On July 13, Board of Public Utilities President Christine Guhl-Sadovy published a guest column on NJ.com. Addressing ratepayers facing historically high monthly bills, she struck a tone of urgency – perhaps a little too late.
Rates have been climbing steadily since 2023. This was a chance to hear from the official charged with ensuring that “safe, adequate, and proper utility services are provided at reasonable, non-discriminatory rates to all members of the public who desire such services.” So says the BPU’s mission statement. What we got instead was a political press release.
—————-
A regulatory board’s job is to anticipate issues, not get blindsided by them.
—————-
Guhl-Sadovy was appointed by Gov. Murphy in 2023 and confirmed by the Senate. She now sits in the governor’s 26-member cabinet and previously served as a member of his staff. That may explain why she speaks more like a loyalist than the head of what’s supposed to be a semi-autonomous regulatory agency. Whatever independence the role requires seems lost in translation.
When Murphy and several legislators gathered on June 5 to announce a $430 million ratepayer “relief” package, Guhl-Sadovy was the only non-elected official in the group photo. Her board hadn’t yet voted on the plan, but there she was pitching it like a seasoned campaign surrogate. She cast her vote on June 18 – no surprise there. But must her closeness to the governor be so conspicuous?

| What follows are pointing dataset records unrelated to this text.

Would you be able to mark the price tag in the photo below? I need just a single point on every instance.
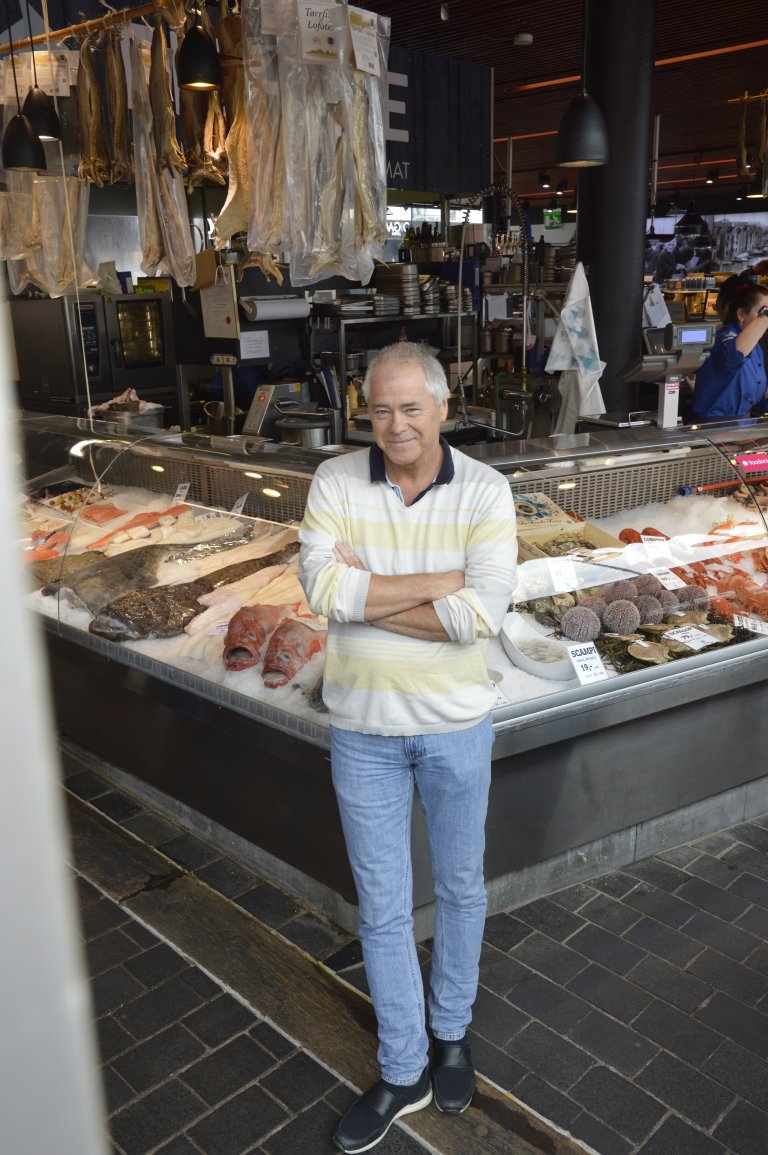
(694, 639)
(500, 699)
(563, 574)
(668, 579)
(363, 30)
(752, 624)
(587, 662)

Then came her column. “In times like these,” she writes, “our focus must be clear: delivering real solutions and meaningful relief to the residents of New Jersey.” But hasn’t that been the job all along? Why is the BPU suddenly in overdrive only after the political blowback begins threatening the next gubernatorial contest?
————-
Guhl-Sadovy never has any blame to lay at the feet of the state.
————-
Gov. Murphy has placed the blame squarely on PJM Interconnection, the regional grid operator for 13 states. He’s even accused them of market manipulation. And Guhl-Sadovy? She follows suit, pinning it on PJM, with barely a passing mention of state policy. Perhaps PJM deserves some scrutiny. But pretending that executive orders and policy decisions from Trenton played no role at all is disingenuous.
We don’t hear Guhl-Sadovy acknowledge that New Jersey shut down fossil fuel plants faster than it built replacements. Instead, she blames the Trump administration’s rollback of clean energy funding, as if that explains today’s rate spikes. The rate crisis we now face was already in motion well before Trump took office in 2017.

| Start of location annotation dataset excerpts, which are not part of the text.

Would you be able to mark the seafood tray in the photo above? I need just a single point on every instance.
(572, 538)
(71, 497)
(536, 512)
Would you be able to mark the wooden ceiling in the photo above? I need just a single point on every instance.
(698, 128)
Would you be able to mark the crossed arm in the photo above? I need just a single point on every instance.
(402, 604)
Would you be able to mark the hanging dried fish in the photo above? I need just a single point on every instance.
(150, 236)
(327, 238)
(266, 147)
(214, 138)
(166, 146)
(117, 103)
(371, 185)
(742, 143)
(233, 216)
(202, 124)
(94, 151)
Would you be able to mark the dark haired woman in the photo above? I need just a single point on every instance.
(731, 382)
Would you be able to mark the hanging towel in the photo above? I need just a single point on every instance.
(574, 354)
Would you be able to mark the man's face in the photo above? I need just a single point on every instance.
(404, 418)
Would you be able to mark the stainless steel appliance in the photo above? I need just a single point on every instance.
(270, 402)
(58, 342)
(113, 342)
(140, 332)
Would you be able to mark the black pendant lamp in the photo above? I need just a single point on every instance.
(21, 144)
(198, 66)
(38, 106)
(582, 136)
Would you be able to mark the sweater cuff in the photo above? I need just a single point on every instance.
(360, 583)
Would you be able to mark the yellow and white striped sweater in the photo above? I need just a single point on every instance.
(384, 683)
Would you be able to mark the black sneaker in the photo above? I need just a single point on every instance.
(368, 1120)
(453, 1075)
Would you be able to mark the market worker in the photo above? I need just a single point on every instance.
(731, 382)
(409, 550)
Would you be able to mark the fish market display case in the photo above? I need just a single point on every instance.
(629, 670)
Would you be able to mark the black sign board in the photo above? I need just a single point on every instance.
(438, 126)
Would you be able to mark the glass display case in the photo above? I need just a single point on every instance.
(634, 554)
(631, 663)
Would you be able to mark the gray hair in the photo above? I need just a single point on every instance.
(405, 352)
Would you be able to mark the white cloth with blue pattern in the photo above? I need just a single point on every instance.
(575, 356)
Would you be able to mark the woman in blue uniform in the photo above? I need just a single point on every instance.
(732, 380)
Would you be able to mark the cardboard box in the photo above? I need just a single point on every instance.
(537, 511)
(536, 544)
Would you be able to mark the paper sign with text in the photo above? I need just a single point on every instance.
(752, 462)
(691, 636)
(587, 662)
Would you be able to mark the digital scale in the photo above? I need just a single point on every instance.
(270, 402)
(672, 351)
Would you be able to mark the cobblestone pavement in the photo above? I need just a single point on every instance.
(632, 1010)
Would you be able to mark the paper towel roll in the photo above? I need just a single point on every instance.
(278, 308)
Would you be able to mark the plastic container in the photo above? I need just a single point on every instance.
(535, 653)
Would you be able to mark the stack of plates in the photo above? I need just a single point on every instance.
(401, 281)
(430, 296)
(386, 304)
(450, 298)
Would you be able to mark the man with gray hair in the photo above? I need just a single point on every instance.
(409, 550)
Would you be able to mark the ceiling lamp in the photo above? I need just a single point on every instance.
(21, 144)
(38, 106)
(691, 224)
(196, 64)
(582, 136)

When the Danish energy company Orsted abruptly withdrew from two offshore wind projects last October, the BPU should have paused and reassessed. It didn’t. As setbacks piled up, crippling the state’s wind strategy, the board remained publicly quiet. In a recent panel at Stockton University, Guhl-Sadovy claimed the problems “happened too quickly” for the state to respond. That’s not good enough. A regulatory board’s job is to anticipate such issues, not get blindsided by them.
She now touts the “historic” $430 million relief package set to begin in September. But this short-term aid is little more than a Band-Aid. The money is designed to help ratepayers through the summer’s peak usage, but once spent, it’s gone. The higher rates, however, are here to stay. The political timing couldn’t be more obvious: Offer temporary relief just ahead of an election, and hope voters don’t notice the permanent burden.
Guhl-Sadovy promotes herself as a clean energy champion. Yet where was her outrage when Murphy and the Legislature quietly redirected $140 million from the Clean Energy Fund to the perpetually mismanaged NJ Transit? That raid went unchallenged by the BPU president, despite its implications for the very energy policies she claims to protect.
At a time when leadership requires honesty, foresight and independence, we get deflection, party-line messaging and a conspicuous silence on state responsibility. There is plenty of blame to go around, but Guhl-Sadovy never seems to have any to lay at the feet of the state, its energy policies or the board she heads.
Quotes From the Bible
“By their fruits ye shall know them.” – Matthew 7:20
Relevance: Guhl-Sadovy’s public alignment with the administration’s messaging, rather than with independent action or oversight, speaks louder than any column.